Since the 1950s, directly observed therapy has been a tool used to ensure that a person with tuberculosis takes all of the medication needed to cure their infection and stave off drug resistance. Treatment worked and TB became truly rare in the Western Hemisphere. However, after the HIV epidemic struck New York and other American cities in the late 1980s and early 1990s, there was a resurgence of TB, particularly in the homeless, IDU and the prison populations. Directly observed therapy of these sometimes difficult-to-treat groups was largely credited with successfully containing TB in those settings.
But HIV was having a much greater impact on TB control in other parts of the world, so in 1997, the WHO and the International Union against Tuberculosis and Lung Disease (the Union) instituted a new strategy branded around directly observed therapy.

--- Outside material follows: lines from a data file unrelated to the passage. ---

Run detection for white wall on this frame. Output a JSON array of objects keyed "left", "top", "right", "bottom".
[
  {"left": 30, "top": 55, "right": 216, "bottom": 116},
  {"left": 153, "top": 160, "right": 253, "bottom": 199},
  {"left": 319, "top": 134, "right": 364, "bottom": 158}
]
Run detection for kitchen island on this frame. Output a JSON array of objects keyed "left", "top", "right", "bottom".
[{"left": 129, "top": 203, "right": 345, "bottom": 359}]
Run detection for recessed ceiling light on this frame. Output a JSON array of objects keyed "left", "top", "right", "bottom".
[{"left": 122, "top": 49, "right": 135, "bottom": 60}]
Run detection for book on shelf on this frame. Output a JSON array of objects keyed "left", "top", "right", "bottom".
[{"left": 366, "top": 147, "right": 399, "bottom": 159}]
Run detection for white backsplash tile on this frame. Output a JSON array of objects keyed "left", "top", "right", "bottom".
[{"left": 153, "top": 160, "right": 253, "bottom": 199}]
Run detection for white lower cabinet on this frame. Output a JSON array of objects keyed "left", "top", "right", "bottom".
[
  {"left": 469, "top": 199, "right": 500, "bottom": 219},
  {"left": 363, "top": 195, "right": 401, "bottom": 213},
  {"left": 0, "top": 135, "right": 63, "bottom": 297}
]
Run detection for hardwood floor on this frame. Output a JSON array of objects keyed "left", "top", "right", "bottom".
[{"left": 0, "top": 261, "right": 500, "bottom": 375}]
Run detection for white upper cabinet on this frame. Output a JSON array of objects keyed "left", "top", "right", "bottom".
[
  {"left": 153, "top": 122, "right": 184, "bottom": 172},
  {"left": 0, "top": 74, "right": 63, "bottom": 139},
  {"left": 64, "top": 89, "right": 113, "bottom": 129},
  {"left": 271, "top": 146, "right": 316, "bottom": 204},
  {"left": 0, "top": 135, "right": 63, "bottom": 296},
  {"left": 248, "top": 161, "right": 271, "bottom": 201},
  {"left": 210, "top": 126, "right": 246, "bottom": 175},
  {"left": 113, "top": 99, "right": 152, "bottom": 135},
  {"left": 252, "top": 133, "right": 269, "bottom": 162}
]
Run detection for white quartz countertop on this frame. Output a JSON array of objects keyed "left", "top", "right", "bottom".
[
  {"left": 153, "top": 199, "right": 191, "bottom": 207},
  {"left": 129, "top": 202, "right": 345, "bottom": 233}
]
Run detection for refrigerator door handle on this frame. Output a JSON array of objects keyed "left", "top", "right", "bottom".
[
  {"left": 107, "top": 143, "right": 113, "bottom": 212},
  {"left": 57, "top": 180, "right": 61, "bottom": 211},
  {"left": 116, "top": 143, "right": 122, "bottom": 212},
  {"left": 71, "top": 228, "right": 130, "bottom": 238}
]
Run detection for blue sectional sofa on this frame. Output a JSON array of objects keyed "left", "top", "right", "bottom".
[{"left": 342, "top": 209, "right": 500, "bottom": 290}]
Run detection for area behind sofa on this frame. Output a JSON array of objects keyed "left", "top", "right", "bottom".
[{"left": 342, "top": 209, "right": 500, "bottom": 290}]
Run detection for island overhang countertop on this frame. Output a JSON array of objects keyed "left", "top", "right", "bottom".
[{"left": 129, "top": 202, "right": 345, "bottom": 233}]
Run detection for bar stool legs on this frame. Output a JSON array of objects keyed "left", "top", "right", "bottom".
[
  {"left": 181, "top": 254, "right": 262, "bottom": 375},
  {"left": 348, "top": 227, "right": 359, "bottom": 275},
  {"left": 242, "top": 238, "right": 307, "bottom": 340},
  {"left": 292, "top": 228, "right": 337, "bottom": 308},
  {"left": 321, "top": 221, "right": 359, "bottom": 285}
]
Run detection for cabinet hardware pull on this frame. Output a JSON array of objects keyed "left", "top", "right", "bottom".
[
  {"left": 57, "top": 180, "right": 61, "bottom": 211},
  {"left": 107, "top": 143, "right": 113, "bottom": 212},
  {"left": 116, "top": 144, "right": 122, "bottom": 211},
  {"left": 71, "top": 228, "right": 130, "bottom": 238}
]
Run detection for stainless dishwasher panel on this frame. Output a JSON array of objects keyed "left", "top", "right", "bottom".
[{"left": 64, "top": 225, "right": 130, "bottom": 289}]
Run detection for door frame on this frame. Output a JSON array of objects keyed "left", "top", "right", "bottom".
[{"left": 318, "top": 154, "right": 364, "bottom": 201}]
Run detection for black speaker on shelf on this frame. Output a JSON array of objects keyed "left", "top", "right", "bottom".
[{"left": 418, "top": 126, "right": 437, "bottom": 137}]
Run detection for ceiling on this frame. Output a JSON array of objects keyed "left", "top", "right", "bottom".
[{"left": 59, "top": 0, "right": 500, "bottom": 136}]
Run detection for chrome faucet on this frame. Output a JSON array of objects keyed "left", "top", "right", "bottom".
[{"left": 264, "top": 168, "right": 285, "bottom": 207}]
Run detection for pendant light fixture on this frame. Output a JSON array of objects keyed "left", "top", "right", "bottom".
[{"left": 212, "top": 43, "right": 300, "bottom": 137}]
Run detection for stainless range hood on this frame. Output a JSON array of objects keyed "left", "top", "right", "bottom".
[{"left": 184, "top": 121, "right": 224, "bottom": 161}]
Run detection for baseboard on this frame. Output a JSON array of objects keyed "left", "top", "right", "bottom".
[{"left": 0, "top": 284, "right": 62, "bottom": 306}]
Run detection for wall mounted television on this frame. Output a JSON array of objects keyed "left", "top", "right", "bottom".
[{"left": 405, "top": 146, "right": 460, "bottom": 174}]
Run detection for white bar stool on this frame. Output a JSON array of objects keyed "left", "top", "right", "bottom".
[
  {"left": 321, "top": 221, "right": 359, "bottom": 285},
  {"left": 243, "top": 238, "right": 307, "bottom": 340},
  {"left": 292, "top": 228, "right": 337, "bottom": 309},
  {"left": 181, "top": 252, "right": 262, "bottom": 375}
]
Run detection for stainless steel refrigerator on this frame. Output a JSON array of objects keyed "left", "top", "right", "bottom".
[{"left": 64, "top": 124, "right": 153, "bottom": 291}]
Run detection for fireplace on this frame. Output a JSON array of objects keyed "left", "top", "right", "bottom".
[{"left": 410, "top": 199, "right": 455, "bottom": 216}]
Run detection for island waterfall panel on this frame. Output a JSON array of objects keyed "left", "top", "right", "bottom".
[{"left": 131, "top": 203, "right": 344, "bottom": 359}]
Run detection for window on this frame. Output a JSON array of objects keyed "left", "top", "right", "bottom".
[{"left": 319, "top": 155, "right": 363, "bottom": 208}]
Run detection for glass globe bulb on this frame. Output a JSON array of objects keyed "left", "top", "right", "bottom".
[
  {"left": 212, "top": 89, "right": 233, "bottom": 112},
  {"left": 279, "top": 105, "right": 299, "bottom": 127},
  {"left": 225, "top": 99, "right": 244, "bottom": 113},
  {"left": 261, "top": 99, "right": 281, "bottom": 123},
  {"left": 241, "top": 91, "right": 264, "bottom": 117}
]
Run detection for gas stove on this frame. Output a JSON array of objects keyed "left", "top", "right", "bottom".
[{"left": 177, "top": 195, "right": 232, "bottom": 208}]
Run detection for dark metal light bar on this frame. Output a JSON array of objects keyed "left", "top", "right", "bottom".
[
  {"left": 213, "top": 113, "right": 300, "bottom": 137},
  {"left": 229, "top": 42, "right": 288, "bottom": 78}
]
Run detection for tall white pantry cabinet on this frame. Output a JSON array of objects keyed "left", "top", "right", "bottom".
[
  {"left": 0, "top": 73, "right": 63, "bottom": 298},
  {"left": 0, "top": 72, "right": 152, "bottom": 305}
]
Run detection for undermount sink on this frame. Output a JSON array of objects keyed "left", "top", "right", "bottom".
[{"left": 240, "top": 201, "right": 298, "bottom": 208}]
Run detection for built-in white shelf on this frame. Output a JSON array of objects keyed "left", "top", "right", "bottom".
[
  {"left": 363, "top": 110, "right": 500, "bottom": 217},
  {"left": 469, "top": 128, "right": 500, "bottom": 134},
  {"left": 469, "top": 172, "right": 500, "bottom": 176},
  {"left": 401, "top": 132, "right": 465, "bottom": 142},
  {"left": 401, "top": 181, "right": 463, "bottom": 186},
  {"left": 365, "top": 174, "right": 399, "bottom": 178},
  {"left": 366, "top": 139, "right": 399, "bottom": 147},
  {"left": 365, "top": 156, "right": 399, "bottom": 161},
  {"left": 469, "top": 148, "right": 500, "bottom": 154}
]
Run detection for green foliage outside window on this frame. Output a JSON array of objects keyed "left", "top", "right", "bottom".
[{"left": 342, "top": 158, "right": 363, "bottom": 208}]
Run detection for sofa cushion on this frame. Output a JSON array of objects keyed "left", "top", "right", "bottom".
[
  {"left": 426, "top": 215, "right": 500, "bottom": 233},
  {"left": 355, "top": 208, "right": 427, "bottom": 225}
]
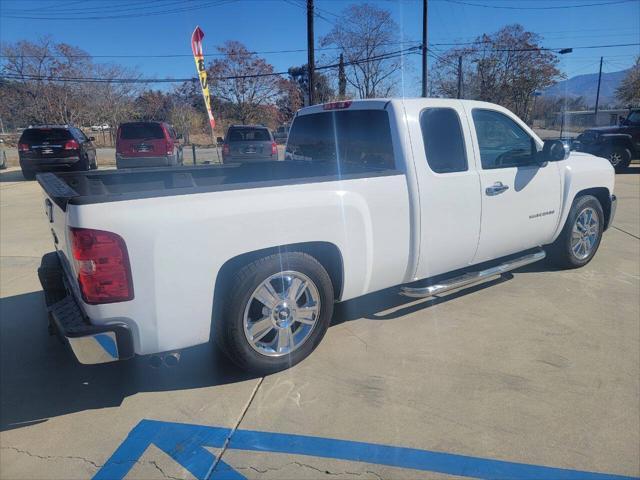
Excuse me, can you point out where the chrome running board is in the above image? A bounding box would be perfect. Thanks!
[400,249,547,298]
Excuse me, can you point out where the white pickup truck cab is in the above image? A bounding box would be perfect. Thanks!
[38,99,616,373]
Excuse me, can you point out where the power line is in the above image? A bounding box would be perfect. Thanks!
[0,40,640,58]
[0,47,419,84]
[0,40,419,58]
[444,0,638,10]
[3,0,238,21]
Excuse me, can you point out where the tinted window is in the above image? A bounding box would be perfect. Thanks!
[73,128,89,142]
[627,110,640,125]
[227,128,271,142]
[120,122,164,140]
[20,128,73,143]
[472,109,535,169]
[285,110,395,170]
[420,108,467,173]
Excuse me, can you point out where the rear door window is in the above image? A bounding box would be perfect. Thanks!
[471,108,536,170]
[20,128,73,144]
[120,123,164,140]
[228,128,271,142]
[285,110,395,171]
[420,108,468,173]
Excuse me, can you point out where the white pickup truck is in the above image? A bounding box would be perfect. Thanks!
[38,99,616,373]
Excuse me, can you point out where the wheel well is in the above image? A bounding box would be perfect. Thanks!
[576,187,611,227]
[214,242,344,301]
[609,137,633,153]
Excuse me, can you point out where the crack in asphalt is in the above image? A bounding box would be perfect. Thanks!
[205,377,265,480]
[611,225,640,240]
[233,462,383,480]
[0,447,184,480]
[0,447,102,468]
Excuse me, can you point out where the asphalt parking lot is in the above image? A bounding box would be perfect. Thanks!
[0,164,640,480]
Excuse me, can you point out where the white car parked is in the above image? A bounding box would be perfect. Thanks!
[38,99,616,373]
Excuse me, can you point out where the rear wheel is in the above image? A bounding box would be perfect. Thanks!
[213,252,334,375]
[76,157,91,172]
[547,195,604,268]
[22,167,36,180]
[607,147,631,172]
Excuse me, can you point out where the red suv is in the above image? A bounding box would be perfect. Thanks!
[116,122,182,168]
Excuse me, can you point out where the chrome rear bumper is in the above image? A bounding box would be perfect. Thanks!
[38,252,134,364]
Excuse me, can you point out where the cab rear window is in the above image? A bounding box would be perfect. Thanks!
[20,128,73,143]
[228,128,271,142]
[285,110,395,170]
[120,123,164,140]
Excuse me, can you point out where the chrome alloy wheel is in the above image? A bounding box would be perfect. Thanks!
[609,152,622,167]
[243,270,320,357]
[571,207,599,260]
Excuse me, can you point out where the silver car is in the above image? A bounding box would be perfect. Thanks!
[222,125,278,163]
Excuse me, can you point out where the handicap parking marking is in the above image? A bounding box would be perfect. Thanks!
[93,420,640,480]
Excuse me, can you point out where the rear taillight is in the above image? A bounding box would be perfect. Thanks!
[70,228,133,304]
[64,140,80,150]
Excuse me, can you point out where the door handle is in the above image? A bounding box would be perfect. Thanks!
[485,182,509,196]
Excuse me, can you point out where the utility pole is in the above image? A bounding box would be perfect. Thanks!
[338,53,347,100]
[458,55,462,98]
[593,57,603,116]
[307,0,315,105]
[422,0,427,97]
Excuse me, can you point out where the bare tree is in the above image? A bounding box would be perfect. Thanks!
[320,3,400,98]
[616,56,640,106]
[208,41,280,123]
[432,25,562,120]
[0,37,139,136]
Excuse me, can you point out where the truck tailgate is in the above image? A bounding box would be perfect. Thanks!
[37,173,77,274]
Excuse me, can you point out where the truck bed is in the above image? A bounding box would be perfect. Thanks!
[36,161,399,210]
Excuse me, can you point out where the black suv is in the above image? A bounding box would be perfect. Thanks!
[18,125,98,180]
[573,108,640,171]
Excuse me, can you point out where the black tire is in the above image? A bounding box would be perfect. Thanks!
[212,252,334,375]
[547,195,604,269]
[22,167,36,180]
[607,146,631,172]
[76,157,91,172]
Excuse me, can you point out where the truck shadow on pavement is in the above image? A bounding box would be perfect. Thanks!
[0,291,256,431]
[0,263,549,431]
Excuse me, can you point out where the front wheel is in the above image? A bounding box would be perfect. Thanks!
[607,147,631,172]
[547,195,604,268]
[213,252,334,375]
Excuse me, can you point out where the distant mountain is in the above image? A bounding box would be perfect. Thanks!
[542,69,629,107]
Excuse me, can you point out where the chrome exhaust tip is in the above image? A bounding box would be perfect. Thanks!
[164,352,180,367]
[149,352,180,368]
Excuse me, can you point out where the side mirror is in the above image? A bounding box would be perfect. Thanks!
[542,140,569,162]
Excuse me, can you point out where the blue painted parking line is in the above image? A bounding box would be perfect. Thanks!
[94,420,640,480]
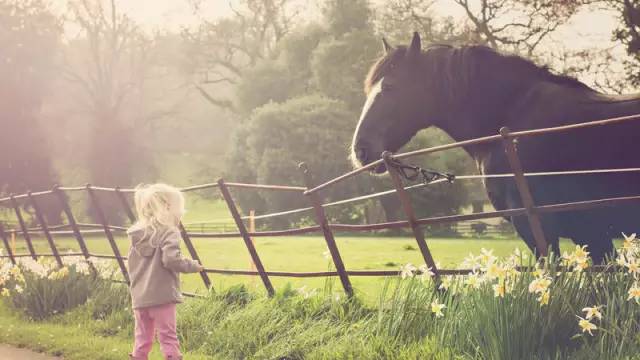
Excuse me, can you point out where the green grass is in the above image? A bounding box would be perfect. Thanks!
[0,302,207,360]
[8,234,592,299]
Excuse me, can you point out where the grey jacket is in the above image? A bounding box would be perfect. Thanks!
[127,227,199,309]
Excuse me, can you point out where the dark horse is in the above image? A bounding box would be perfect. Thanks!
[352,33,640,262]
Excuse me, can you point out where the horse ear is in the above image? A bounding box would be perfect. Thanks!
[407,31,422,58]
[382,38,393,54]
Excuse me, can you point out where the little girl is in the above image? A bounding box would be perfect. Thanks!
[127,184,203,360]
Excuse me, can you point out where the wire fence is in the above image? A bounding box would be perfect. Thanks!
[0,114,640,296]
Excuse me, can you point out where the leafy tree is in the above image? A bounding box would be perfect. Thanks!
[311,30,380,109]
[64,0,153,222]
[183,0,299,114]
[222,1,478,226]
[0,0,62,222]
[233,95,358,225]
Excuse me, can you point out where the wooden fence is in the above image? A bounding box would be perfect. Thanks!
[0,114,640,296]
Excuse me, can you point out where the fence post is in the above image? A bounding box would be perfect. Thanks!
[10,194,38,260]
[53,185,91,259]
[500,127,548,256]
[249,210,257,271]
[115,186,136,224]
[178,222,211,289]
[27,191,64,267]
[86,184,130,284]
[382,151,440,282]
[0,223,16,265]
[218,179,275,296]
[298,163,353,297]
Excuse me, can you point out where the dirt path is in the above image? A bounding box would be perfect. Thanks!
[0,345,62,360]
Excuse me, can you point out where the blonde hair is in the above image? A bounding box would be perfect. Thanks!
[134,183,185,240]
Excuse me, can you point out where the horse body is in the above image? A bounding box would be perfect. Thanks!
[462,83,640,262]
[353,34,640,262]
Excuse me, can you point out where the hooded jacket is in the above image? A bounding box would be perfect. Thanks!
[127,226,199,309]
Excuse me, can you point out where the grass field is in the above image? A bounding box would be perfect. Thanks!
[7,234,592,298]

The ‘DOTS’ strategy consisted of five key elements:
- Political commitment to provide adequate resources to fight TB
- Detection of active infectious TB by sputum smear microscopy
- A system to ensure regular drug supplies
- A standard recording and reporting system that assesses treatment outcomes
- A standard short-course of at least four drugs including rifampicin, administered by directly observed therapy
Despite the perceptions that DOTS helped contain TB in New York, the last point has been contentious. In fact, Garner and Volmink, who conducted a soon to be published Cochrane Review of DOTS, note, "at the time WHO’s Director General announced the policy in 1997, no trial testing direct observation in tuberculosis existed. In 2006, there are ten trials and 3985 participants in the Cochrane review, with no difference in treatment success shown between policies of direct observation compared with self-administration."
Nevertheless, many countries rolled ahead with universal DOTS, trying to marshal troops of health care workers to monitor adherence in patients, who sometimes lived far from clinics. While the approach seems to have contained TB in most of the world with more developed health care systems, the one-size fits all approach has been an abject failure in Africa, where the TB epidemic continues to spiral out of control. "This standard blueprint approach is reminiscent of machine theory in expectations of how people and systems will behave," wrote Garner and Volmink.
Recognising that there aren’t enough trained health care workers to go around in every setting, WHO has suggested using community volunteers for DOTS — and this has indeed worked in some settings. Even so, the authors (Newell et al) of the Nepal study noted two concerns: "Direct observation of treatment could reduce treatment seeking and completion because of the cost, inconvenience, and stigma associated with visiting a health centre or community volunteer daily; and emphasis is placed on identifying when patients have defaulted from treatment rather than supporting them to complete treatment."
Treatment activists also have problems with DOTS because it isn’t patient-centred. At the opening ceremony of the 36th World Conference on Lung Health last year, Zachie Achmat of South Africa’s Treatment Action Campaign said that with DOTS "patients are not regarded as independent autonomous people with dignity and the ability to take control of their own health or illness. People with TB are treated as public health cases."
One possible alternative approach is to identify and train a family member to assist a person with TB complete their treatment — and the family would have an incentive to make sure that TB is cured. But the Union and WHO have generally frowned on this approach because studies have not evaluated it under TB control programme conditions. But similar to using community health volunteers for DOTS, family based support could be particularly useful when people live in far flung areas with little access to health services.